Second, so-called back radiation from the atmosphere to Earth’s surface has no heating power. It’s not about the Stefan-Boltzmann Law, but the basic Planck Radiation Law. Once 5500C solar radiation heats Earth’s surface to some temperature T, it begins cooling via the Planck radiation curve. Returning a small segment of this radiation to the surface can’t make it into a new curve with a higher T – only more 5500C solar energy can do that. Downward recycled surface radiation can’t even slow down the cooling below the Planck radiation temperature of the radiation. CO2’s 15 micron radiation has a Planck radiation temperature of -80C, colder than the surface ever gets, so it just bounces around until entropy disperses it without heating anything.

Articles like this use what I like to call dodo climate science, based on the beehive of lies of the U.N. IPCC octopus whose sole raison d’etre is to find a pony in the manure and declare CO2 emissions evil. I don’t have much of a marketing machine, but my new Climate Science 101 course, based on decades of study is refounding climate science on true physical principles, and there’s no room in it for CO2 heating. Quit listening to dodo climate scientists and join my new “woke” real climate scientists now before you get hoaxed some more.

http://www.historyscoper.com/climatescience101.html

Bob Wentworth
Reply to  TL Winslow
April 20, 2021 11:27 pm

Every time heat and work are interconverted, some energy is irretrievably dispersed (dissipated), adding to the Heat Death of the Universe.

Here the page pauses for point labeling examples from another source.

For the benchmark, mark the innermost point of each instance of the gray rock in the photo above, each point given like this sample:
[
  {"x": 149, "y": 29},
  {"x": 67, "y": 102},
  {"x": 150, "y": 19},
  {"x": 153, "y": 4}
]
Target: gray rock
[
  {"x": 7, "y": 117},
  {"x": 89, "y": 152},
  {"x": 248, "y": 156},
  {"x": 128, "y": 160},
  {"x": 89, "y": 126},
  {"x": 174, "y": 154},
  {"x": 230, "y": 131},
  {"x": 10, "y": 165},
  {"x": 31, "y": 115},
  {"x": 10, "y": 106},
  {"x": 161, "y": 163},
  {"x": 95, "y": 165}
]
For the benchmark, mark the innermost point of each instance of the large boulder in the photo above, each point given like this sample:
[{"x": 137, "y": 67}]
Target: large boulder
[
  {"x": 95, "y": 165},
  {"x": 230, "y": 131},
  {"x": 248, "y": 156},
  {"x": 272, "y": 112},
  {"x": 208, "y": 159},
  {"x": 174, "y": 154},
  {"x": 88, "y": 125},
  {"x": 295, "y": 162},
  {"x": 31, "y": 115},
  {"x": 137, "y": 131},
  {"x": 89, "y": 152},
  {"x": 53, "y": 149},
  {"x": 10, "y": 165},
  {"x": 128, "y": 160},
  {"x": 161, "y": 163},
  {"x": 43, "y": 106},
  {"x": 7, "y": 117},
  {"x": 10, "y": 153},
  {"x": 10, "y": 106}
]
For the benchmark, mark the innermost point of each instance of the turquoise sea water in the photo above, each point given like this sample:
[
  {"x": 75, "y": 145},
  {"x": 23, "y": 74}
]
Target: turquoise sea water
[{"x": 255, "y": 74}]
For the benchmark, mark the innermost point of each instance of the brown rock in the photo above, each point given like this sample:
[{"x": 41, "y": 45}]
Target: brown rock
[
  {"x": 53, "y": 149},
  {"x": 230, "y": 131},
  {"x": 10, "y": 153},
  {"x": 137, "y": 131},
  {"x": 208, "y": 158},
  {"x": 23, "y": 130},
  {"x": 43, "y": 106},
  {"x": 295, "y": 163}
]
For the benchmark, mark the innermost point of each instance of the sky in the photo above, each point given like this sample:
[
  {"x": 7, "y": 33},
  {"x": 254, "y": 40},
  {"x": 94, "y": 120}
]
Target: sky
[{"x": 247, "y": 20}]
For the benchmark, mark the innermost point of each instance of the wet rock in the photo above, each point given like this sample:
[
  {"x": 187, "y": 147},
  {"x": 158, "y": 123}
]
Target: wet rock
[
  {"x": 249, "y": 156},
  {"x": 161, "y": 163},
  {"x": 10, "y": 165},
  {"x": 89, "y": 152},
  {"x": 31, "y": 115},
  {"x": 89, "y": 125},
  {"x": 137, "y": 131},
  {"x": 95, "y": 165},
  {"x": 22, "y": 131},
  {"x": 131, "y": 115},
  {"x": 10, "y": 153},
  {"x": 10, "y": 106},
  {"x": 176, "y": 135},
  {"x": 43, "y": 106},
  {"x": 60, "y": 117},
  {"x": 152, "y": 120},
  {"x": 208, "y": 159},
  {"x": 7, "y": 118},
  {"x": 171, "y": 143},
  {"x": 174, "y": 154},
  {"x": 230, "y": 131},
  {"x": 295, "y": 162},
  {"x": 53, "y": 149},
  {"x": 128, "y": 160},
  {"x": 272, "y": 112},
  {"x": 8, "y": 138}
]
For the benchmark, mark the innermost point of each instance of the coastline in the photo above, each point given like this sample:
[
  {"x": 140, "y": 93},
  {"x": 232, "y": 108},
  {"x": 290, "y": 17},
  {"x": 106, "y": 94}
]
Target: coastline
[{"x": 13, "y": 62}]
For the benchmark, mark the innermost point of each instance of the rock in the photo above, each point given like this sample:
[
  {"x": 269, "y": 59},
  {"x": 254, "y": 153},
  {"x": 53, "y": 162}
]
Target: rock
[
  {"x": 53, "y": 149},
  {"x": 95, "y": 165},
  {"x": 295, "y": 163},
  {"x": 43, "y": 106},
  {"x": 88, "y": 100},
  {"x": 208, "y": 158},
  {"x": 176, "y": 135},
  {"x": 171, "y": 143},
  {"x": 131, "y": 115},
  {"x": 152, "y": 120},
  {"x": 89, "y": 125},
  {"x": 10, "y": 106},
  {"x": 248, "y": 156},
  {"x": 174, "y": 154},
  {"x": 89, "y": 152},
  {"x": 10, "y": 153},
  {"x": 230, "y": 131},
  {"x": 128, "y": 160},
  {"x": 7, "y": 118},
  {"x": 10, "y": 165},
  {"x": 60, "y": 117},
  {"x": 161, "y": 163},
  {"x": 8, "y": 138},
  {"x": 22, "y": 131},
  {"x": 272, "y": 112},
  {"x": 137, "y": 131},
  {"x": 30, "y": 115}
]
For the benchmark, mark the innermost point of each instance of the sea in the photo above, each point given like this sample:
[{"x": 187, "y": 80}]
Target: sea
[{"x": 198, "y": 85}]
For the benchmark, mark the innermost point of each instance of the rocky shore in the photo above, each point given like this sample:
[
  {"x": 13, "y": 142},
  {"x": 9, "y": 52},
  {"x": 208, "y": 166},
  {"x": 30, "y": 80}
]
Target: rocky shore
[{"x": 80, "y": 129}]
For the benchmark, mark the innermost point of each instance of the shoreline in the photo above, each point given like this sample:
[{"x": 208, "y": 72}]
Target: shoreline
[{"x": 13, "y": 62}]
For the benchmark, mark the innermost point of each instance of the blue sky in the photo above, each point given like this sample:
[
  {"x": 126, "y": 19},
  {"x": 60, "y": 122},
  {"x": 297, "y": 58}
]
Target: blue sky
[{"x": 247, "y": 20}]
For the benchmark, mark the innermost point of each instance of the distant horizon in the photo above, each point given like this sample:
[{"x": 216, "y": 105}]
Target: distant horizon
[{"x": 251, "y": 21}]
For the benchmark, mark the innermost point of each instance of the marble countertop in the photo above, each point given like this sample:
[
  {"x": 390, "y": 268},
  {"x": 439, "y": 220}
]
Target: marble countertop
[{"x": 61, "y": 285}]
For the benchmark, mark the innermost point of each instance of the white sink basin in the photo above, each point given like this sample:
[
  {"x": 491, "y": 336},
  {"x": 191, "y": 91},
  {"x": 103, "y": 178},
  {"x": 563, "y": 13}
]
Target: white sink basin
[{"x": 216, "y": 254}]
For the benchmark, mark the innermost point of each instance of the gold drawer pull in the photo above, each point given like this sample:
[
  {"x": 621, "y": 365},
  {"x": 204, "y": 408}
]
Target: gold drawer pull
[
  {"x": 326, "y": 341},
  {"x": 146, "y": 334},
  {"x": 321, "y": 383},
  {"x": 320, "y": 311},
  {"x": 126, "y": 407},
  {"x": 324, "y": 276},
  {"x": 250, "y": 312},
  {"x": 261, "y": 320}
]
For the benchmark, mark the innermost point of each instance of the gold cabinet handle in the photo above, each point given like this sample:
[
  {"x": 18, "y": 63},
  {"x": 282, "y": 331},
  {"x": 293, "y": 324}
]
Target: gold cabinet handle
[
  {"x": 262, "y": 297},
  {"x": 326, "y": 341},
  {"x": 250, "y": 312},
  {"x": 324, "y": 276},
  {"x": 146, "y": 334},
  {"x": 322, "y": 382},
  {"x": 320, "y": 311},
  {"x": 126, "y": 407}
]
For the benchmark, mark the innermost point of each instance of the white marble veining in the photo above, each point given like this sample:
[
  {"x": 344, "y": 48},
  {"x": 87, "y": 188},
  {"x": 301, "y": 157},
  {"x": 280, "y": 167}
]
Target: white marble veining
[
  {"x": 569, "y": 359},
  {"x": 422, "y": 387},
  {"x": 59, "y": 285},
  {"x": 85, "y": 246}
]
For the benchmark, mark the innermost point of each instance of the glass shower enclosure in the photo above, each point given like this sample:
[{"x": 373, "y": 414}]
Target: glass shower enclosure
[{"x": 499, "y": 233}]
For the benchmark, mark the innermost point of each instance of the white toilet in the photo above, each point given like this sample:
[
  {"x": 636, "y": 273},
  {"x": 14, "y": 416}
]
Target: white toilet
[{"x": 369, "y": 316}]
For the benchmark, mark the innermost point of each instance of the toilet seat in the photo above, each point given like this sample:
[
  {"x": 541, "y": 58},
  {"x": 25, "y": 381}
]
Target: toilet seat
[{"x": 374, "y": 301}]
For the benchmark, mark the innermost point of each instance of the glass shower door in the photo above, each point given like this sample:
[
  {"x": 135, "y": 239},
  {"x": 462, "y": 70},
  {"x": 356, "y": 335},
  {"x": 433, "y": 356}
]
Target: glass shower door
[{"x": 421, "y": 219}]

You apparently do not understand what “dispersed” or “dissipated” means in this context.

It does not mean that the energy disappears from any heat flow budget.

Nick Schroeder
April 27, 2021 4:57 pm

“Calculations of “back-radiation” to the surface are well-defined and meaningful if one is talking about fluxes at the interface between the surface and the atmosphere.
Violates LoT 2.

Nick Schroeder
April 27, 2021 5:04 pm

“Applying the Stephan-Boltzmann law, they conclude “the average temperature of the Earth’s atmosphere for a net atmospheric power intensity flux of 390 W/m2 is shown to be 288 Kelvin (15° Celsius).”
This assume BB and the ONLY place a BB functions is in a vacuum where there is no non-radiative contiguous participating media to complicate matters.
This “what if” BB assumption spontaneously doubles the amount of energy in the terrestrial system violating LoT 1.
The surface emissivity based on the ubiquitous K-T power flux balance is real 63/160=.39 or theoretical 63/396=.19.